Aalto system’s language model

Baseline system: n-gram model

For the baseline, we will use VariKN [1] to train an n-gram model. The authors of the Aalto system [2] trained an n-gram model with 8 million n-gram contexts (they tuned the pruning parameters to reach this number of n-gram contexts). More than 7 million of the contexts were of order three or lower.

The lexicon we will use for decoding is grapheme-based.
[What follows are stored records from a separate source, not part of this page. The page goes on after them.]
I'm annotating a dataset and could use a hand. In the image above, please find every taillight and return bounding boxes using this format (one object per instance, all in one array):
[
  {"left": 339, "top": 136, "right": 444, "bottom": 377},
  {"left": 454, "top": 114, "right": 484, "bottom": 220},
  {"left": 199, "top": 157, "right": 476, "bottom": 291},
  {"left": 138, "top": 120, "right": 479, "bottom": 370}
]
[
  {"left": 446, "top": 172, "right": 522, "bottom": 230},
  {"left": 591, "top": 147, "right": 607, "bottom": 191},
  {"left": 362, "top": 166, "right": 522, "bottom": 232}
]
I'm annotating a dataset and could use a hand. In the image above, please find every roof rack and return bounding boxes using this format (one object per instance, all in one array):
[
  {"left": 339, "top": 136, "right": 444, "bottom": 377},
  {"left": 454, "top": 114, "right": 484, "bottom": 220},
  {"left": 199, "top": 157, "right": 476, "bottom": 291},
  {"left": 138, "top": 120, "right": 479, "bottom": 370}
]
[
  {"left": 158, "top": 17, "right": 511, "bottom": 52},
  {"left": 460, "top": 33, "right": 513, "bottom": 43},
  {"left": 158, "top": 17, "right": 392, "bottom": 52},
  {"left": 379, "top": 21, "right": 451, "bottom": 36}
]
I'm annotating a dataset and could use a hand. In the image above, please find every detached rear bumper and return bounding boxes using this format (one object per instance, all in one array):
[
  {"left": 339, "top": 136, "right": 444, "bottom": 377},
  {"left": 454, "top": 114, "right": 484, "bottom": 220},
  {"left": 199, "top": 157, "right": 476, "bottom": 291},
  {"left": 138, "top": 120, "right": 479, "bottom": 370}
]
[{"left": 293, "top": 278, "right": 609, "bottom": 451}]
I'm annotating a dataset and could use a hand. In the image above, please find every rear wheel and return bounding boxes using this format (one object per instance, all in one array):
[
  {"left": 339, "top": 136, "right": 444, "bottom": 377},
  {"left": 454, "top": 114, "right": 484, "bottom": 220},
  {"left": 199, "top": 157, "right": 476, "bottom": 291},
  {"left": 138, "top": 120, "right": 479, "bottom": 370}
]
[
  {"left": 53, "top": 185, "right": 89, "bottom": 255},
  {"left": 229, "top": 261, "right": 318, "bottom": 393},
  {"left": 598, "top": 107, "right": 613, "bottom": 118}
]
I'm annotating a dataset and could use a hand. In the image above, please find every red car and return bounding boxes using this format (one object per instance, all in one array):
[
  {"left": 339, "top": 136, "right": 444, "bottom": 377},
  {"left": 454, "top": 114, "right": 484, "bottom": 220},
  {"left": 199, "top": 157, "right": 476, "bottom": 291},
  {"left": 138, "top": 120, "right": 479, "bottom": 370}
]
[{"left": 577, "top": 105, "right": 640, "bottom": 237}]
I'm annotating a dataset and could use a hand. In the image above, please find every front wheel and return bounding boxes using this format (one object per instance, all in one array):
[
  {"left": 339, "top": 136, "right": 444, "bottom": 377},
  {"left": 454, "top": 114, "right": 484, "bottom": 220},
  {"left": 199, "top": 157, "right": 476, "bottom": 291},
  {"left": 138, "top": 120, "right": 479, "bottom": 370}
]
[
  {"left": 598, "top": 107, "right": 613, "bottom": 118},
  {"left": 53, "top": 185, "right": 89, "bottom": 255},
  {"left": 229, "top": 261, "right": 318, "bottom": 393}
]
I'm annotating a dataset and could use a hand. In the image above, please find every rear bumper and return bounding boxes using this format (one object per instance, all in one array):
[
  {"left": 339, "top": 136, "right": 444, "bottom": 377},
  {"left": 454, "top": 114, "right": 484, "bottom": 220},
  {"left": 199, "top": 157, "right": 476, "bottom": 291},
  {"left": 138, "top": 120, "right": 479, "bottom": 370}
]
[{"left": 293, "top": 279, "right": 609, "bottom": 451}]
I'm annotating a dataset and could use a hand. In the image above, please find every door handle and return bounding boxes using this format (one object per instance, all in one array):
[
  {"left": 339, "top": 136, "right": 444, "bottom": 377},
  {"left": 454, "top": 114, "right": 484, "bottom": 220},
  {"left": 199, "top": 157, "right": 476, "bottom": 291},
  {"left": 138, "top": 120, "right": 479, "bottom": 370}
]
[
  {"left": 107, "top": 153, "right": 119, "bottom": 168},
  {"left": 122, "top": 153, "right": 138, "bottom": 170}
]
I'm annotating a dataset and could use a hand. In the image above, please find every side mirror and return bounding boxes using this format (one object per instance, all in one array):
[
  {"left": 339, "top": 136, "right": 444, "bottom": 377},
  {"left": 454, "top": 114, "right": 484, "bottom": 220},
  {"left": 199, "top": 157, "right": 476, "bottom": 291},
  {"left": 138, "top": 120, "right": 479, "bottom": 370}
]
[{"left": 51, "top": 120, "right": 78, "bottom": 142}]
Improving the Language Model: The RNNLM

The second task will be to improve the language modeling component. To do this, we will train a recurrent neural network language model (RNNLM) using TheanoLM [3]. This model is to be used for lattice rescoring.

The RNNLM architecture

The authors proposed the following architecture for the RNNLM.

Module Characteristics
Projection layer 200 neurons for character and subword models
300 neurons for the word model
A hidden LSTM layer 1000 neurons for charachter and subword models
1500 neurons for word model
Output layer Uses Softmax activation function
Layer size depends vocabulary size
Words and subwords have to be grouped into classes using the exchange word clustering algorithm (the authors used 2000 classes)
Training method Backpropagation
Optimization algorithm Adagrad
Minibatch size 64 for character and subword models
32 for word models
Sequence length for each minibatch 100 for character model
50 for sub-word model
25 for word model
Initial learning rate 0.1
Dropout rate 0.2
Maximum number of iterations 15

So, Wish us luck!

References

[1] Vesa Siivola, Teemu Hirsimaki, and Sami Virpioja, “On growing and pruning Kneser-Ney smoothed n-gram models,” in IEEE Transactions on Audio, Speech & Language Processing, vol. 15, no. 5, pp. 1617–1624, 2007.

[2] P. Smit, S. Gangireddy, S. Enarvi, S. Virpioja, and M. Kurimo, “Aalto system for the 2017 Arabic multigenre brodcast challenge,” in ASRU, 2017.

[3] Seppo Enarvi and Mikko Kurimo, “TheanoLM an extensible toolkit for neural network language modeling,” in INTERSPEECH 2016 – 17th Annual Conference of the International Speech Communication Association, San Francisco, September 2016, pp. 3052–3056.